誰でも受験することができますが、実務経験がない方は、受験資格として「厚生労働大臣が認定する講習の課程を修了」する必要があります。そのうえで、技能検定キャリアコンサルティング職種の学科試験又は実技試験に合格することが要件です。
厚生労働大臣が認定する講習は、いくつかの企業が実施しています。資格取得に興味がある方は、複数の企業の情報を比較して決めるのがおすすめです。
わたしは家から通いやすい点で、「特定非営利活動法人キャリアカウンセリング協会」を選択しました。ここで一緒に勉強した方々とは今でもつながって情報交換しています。幅広い年齢の方と交流できたため、資格取得以外のことでもたくさん勉強になりました。
そのほかには、すべてオンラインで完結できる「一般社団法人地域連携プラットフォーム」もあります。わたしはコロナ禍前だったため、当然のように対面相談しか勉強しませんでしたが、最近はキャリア相談がオンラインになっているところが多くあります。そのため、オンライン相談にまだ慣れておらず、正直苦手としています。。学習の段階からオンラインであることは、今後の情勢を考慮すると強い武器になると思います。

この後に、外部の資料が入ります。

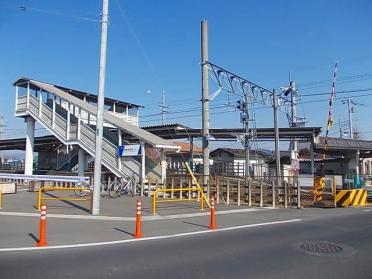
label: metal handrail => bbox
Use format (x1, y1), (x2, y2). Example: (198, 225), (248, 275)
(0, 173), (89, 183)
(152, 187), (204, 215)
(37, 186), (92, 211)
(184, 161), (211, 208)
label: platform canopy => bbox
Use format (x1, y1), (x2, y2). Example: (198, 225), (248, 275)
(315, 137), (372, 158)
(0, 124), (323, 151)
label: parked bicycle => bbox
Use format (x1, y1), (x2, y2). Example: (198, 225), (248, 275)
(108, 176), (136, 198)
(74, 181), (108, 197)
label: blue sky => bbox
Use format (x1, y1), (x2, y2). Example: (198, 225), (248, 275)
(0, 0), (372, 145)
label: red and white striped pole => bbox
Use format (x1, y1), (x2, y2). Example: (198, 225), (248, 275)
(134, 200), (143, 238)
(37, 203), (48, 247)
(209, 196), (217, 230)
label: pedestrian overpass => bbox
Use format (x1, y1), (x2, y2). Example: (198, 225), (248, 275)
(13, 77), (179, 182)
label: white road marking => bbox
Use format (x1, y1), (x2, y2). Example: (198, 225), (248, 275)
(363, 209), (371, 212)
(0, 207), (274, 221)
(0, 218), (301, 252)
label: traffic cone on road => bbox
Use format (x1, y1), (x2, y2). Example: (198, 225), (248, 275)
(37, 203), (48, 247)
(209, 196), (217, 230)
(134, 200), (143, 238)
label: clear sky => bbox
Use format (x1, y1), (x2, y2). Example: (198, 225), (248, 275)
(1, 0), (372, 147)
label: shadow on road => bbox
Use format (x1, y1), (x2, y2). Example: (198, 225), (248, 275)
(28, 233), (39, 243)
(114, 227), (134, 237)
(182, 221), (209, 229)
(36, 192), (91, 213)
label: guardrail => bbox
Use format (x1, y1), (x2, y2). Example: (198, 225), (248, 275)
(0, 173), (89, 184)
(152, 162), (211, 214)
(152, 187), (205, 214)
(37, 186), (92, 211)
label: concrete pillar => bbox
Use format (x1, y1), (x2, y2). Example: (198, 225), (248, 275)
(78, 148), (87, 177)
(25, 116), (35, 175)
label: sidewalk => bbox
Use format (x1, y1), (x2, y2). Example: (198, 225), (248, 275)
(1, 190), (247, 217)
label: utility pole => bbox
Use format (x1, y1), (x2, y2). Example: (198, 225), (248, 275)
(159, 91), (169, 185)
(273, 89), (281, 208)
(244, 94), (250, 181)
(237, 96), (250, 181)
(347, 97), (353, 139)
(92, 0), (109, 215)
(201, 19), (209, 191)
(342, 97), (353, 139)
(159, 91), (169, 125)
(288, 81), (299, 176)
(0, 116), (5, 163)
(290, 81), (298, 150)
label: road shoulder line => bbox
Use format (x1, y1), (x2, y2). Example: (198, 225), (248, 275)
(0, 218), (301, 252)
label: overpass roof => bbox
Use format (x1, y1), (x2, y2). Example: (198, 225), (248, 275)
(14, 77), (143, 109)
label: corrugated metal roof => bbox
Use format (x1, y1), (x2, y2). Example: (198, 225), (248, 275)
(14, 77), (143, 109)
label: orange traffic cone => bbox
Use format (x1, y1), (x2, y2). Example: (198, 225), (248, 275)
(134, 200), (143, 238)
(37, 203), (48, 247)
(209, 196), (217, 230)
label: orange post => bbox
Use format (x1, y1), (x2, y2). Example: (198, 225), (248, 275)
(209, 196), (217, 230)
(134, 200), (143, 238)
(37, 203), (48, 247)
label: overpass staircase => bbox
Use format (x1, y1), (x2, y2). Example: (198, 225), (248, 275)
(14, 79), (178, 180)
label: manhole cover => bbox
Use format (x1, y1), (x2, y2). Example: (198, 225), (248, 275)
(296, 241), (356, 257)
(300, 242), (343, 254)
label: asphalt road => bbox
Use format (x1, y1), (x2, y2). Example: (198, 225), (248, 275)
(1, 210), (372, 279)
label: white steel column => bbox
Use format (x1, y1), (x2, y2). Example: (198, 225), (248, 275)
(161, 150), (167, 184)
(39, 90), (42, 117)
(141, 142), (145, 196)
(52, 97), (56, 129)
(77, 108), (81, 140)
(66, 102), (70, 140)
(356, 149), (360, 177)
(26, 82), (30, 108)
(78, 148), (87, 177)
(117, 130), (122, 171)
(15, 85), (19, 112)
(24, 116), (35, 175)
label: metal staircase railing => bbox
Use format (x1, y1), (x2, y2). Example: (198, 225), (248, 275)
(17, 93), (141, 179)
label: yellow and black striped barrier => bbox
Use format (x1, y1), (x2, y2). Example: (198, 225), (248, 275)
(336, 189), (367, 207)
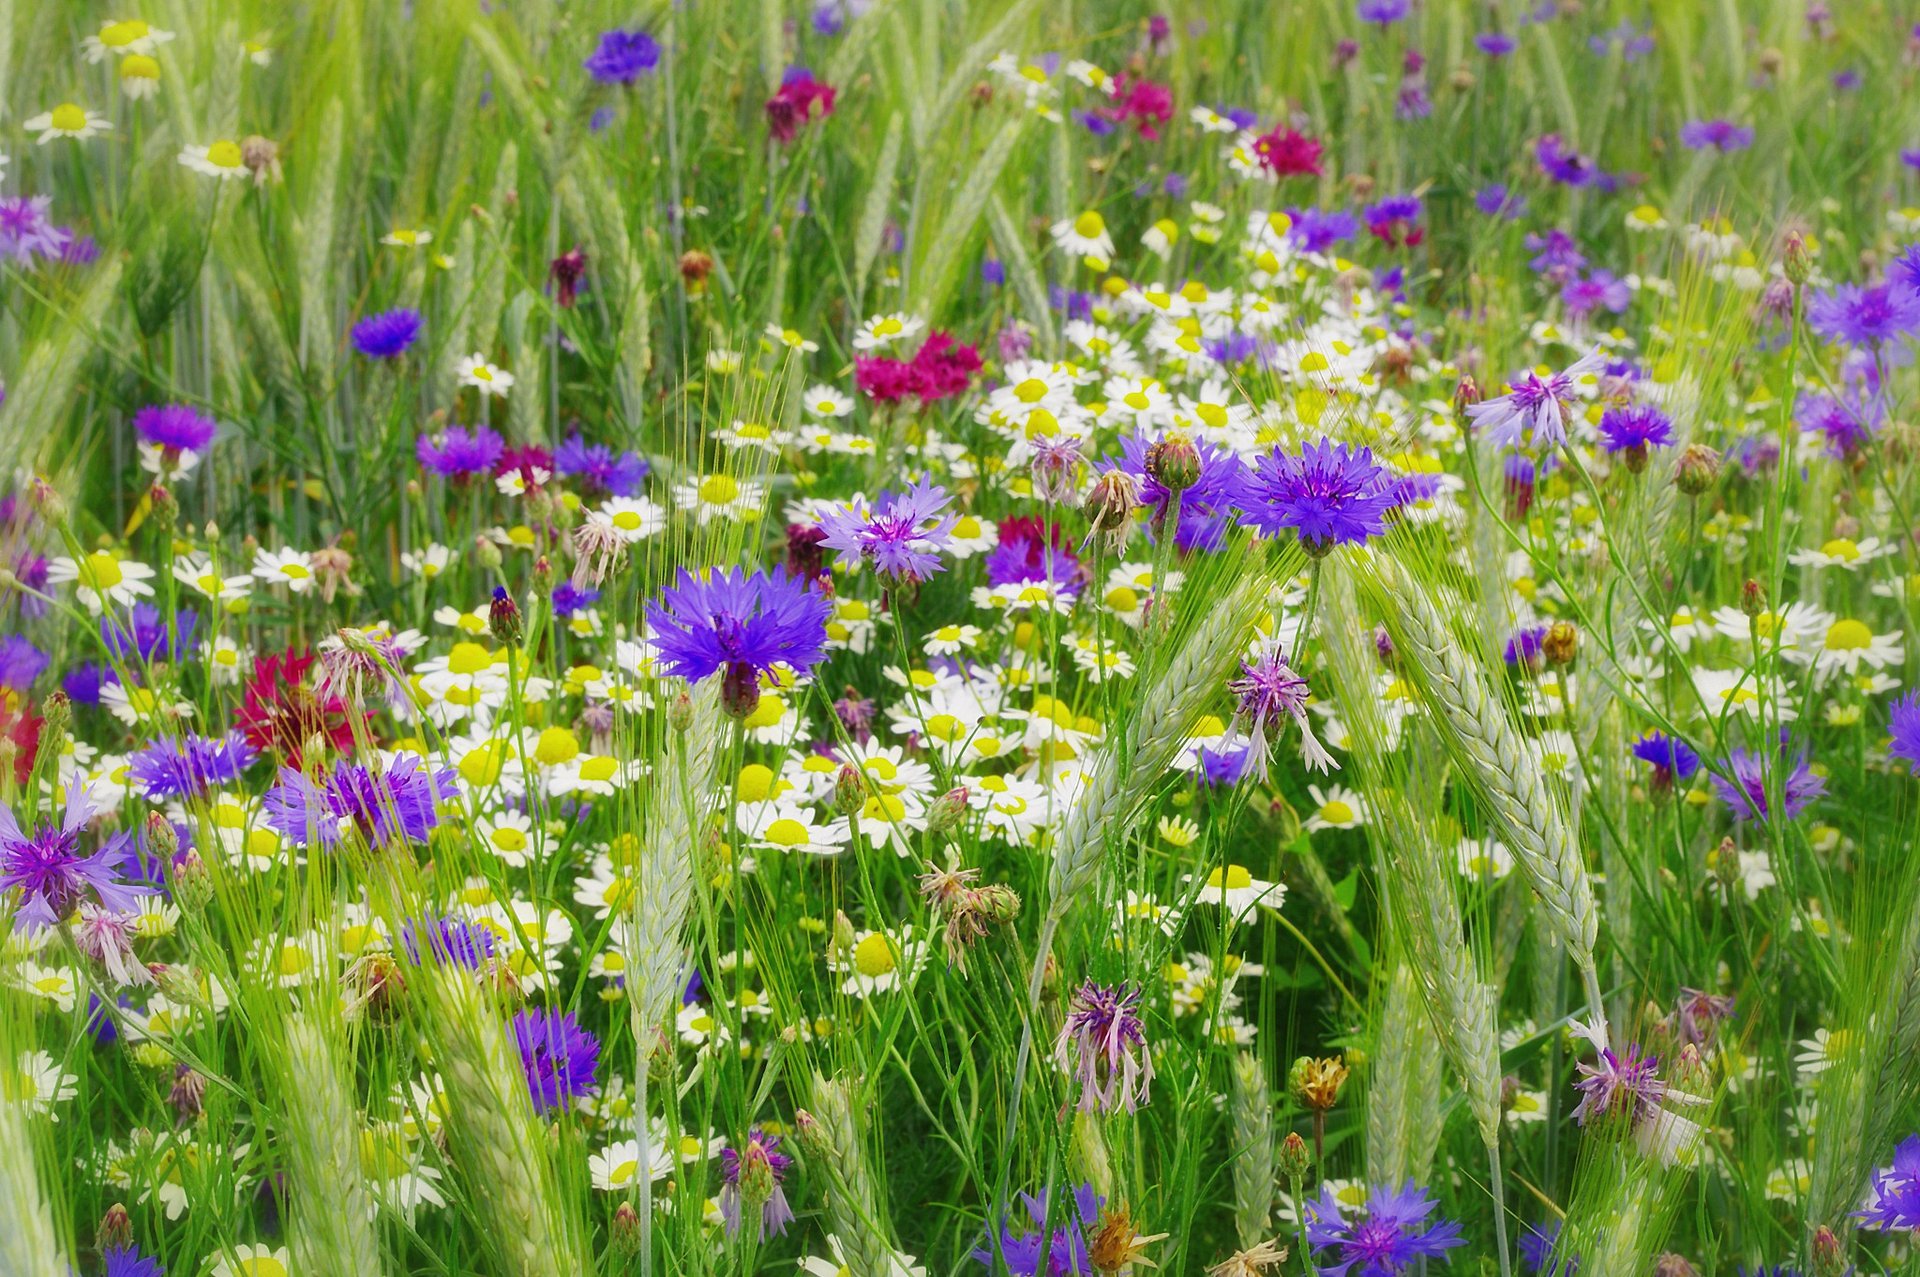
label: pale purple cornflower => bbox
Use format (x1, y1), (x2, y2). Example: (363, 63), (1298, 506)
(1666, 988), (1735, 1048)
(416, 425), (505, 479)
(1053, 980), (1154, 1113)
(71, 902), (152, 988)
(0, 785), (147, 931)
(718, 1129), (795, 1241)
(815, 478), (958, 584)
(1230, 644), (1336, 773)
(1709, 746), (1824, 822)
(1561, 270), (1630, 318)
(0, 195), (69, 262)
(1027, 435), (1085, 503)
(1465, 354), (1605, 449)
(1807, 281), (1920, 348)
(261, 755), (459, 848)
(510, 1008), (600, 1112)
(1858, 1135), (1920, 1231)
(1568, 1018), (1705, 1164)
(1303, 1180), (1465, 1276)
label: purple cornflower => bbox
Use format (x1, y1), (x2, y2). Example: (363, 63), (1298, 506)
(102, 602), (199, 662)
(1561, 270), (1630, 318)
(1796, 387), (1884, 458)
(816, 478), (958, 583)
(1518, 1221), (1578, 1275)
(261, 754), (460, 848)
(554, 431), (648, 497)
(1807, 281), (1920, 347)
(0, 635), (48, 691)
(1241, 438), (1404, 554)
(1525, 228), (1586, 281)
(1504, 625), (1548, 669)
(1288, 206), (1359, 254)
(132, 404), (218, 455)
(1099, 434), (1248, 551)
(129, 731), (257, 799)
(62, 662), (119, 705)
(1053, 981), (1154, 1113)
(1709, 746), (1824, 822)
(1666, 987), (1735, 1048)
(1858, 1134), (1920, 1230)
(1196, 742), (1257, 787)
(718, 1129), (795, 1241)
(416, 425), (505, 479)
(1363, 194), (1424, 248)
(1304, 1180), (1465, 1277)
(1356, 0), (1410, 25)
(0, 785), (146, 931)
(1475, 31), (1517, 56)
(971, 1183), (1103, 1276)
(550, 580), (600, 618)
(400, 915), (495, 969)
(1889, 691), (1920, 773)
(646, 566), (832, 692)
(510, 1008), (600, 1112)
(351, 308), (423, 359)
(1534, 134), (1597, 187)
(1589, 21), (1654, 60)
(1466, 354), (1604, 449)
(1630, 732), (1701, 788)
(1570, 1024), (1665, 1132)
(0, 195), (69, 262)
(1475, 184), (1526, 219)
(102, 1244), (166, 1277)
(985, 519), (1080, 589)
(1597, 403), (1675, 468)
(1231, 644), (1335, 772)
(1892, 244), (1920, 294)
(1679, 118), (1754, 151)
(583, 29), (661, 83)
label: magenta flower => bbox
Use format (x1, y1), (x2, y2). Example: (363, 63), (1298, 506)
(0, 785), (147, 932)
(1052, 980), (1154, 1113)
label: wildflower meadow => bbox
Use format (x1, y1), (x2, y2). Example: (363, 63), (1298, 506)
(8, 1), (1920, 1274)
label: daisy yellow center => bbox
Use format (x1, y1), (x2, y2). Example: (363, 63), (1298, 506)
(579, 756), (618, 783)
(608, 1158), (639, 1186)
(763, 818), (810, 847)
(852, 933), (897, 978)
(278, 562), (310, 580)
(1073, 211), (1105, 238)
(101, 20), (149, 46)
(238, 1258), (289, 1277)
(862, 794), (907, 823)
(1208, 865), (1254, 891)
(459, 744), (503, 786)
(925, 713), (963, 741)
(1195, 403), (1229, 428)
(1319, 799), (1354, 823)
(360, 1130), (412, 1180)
(206, 139), (243, 169)
(1013, 378), (1050, 404)
(121, 54), (159, 80)
(470, 365), (494, 382)
(390, 229), (419, 245)
(1124, 390), (1151, 411)
(277, 944), (310, 977)
(1105, 586), (1138, 612)
(1819, 538), (1860, 562)
(873, 317), (902, 336)
(934, 624), (963, 642)
(448, 642), (490, 675)
(79, 552), (125, 590)
(1825, 619), (1872, 651)
(535, 727), (580, 766)
(698, 475), (739, 504)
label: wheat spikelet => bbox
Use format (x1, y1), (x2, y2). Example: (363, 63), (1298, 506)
(1367, 964), (1443, 1187)
(1371, 555), (1603, 1028)
(797, 1073), (922, 1277)
(0, 1083), (66, 1277)
(426, 972), (588, 1277)
(282, 1012), (385, 1277)
(1228, 1051), (1275, 1248)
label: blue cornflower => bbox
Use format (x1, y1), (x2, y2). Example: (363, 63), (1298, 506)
(1631, 732), (1701, 787)
(1304, 1180), (1465, 1277)
(103, 1243), (166, 1277)
(1475, 184), (1526, 219)
(645, 566), (832, 686)
(815, 479), (958, 583)
(971, 1183), (1103, 1276)
(1888, 692), (1920, 774)
(1710, 745), (1824, 823)
(551, 580), (601, 618)
(583, 29), (661, 84)
(1098, 433), (1249, 552)
(1807, 281), (1920, 347)
(1589, 21), (1654, 60)
(262, 754), (460, 848)
(1357, 0), (1410, 25)
(63, 661), (119, 704)
(1679, 118), (1754, 151)
(400, 915), (495, 970)
(1534, 135), (1597, 188)
(1858, 1134), (1920, 1230)
(1288, 206), (1359, 254)
(1518, 1220), (1578, 1275)
(0, 785), (147, 931)
(132, 403), (217, 454)
(511, 1008), (600, 1112)
(128, 731), (256, 799)
(1241, 439), (1404, 555)
(1504, 625), (1548, 669)
(719, 1129), (795, 1241)
(0, 635), (48, 691)
(1597, 404), (1676, 468)
(351, 308), (423, 359)
(554, 430), (648, 497)
(102, 602), (199, 662)
(416, 425), (505, 478)
(1475, 31), (1517, 56)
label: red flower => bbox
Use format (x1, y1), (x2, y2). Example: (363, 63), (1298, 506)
(237, 650), (365, 770)
(766, 75), (836, 143)
(0, 699), (40, 786)
(1104, 76), (1175, 140)
(854, 332), (982, 405)
(1253, 127), (1325, 178)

また、教育訓練であるため給付金支給を申請できますが、企業によりベースとなる講習費用が異なります。わたしが通ったところは、他社と比較すると高めでした(あとで知りました…)。費用も決して安いものではないため、ここも十分に比較して決定することをおすすめします。
リスキリングは、キャリアを自分でコントロールするための当たり前の選択肢になってきています。「いつか始めよう」ではなく、今日から小さな一歩を踏み出してみませんか?きっと1年後の自分は、今の自分に感謝するはずです。
自分の市場価値を高め、将来の可能性を広げるリスキリング。あなたもぜひチャレンジしてみてください!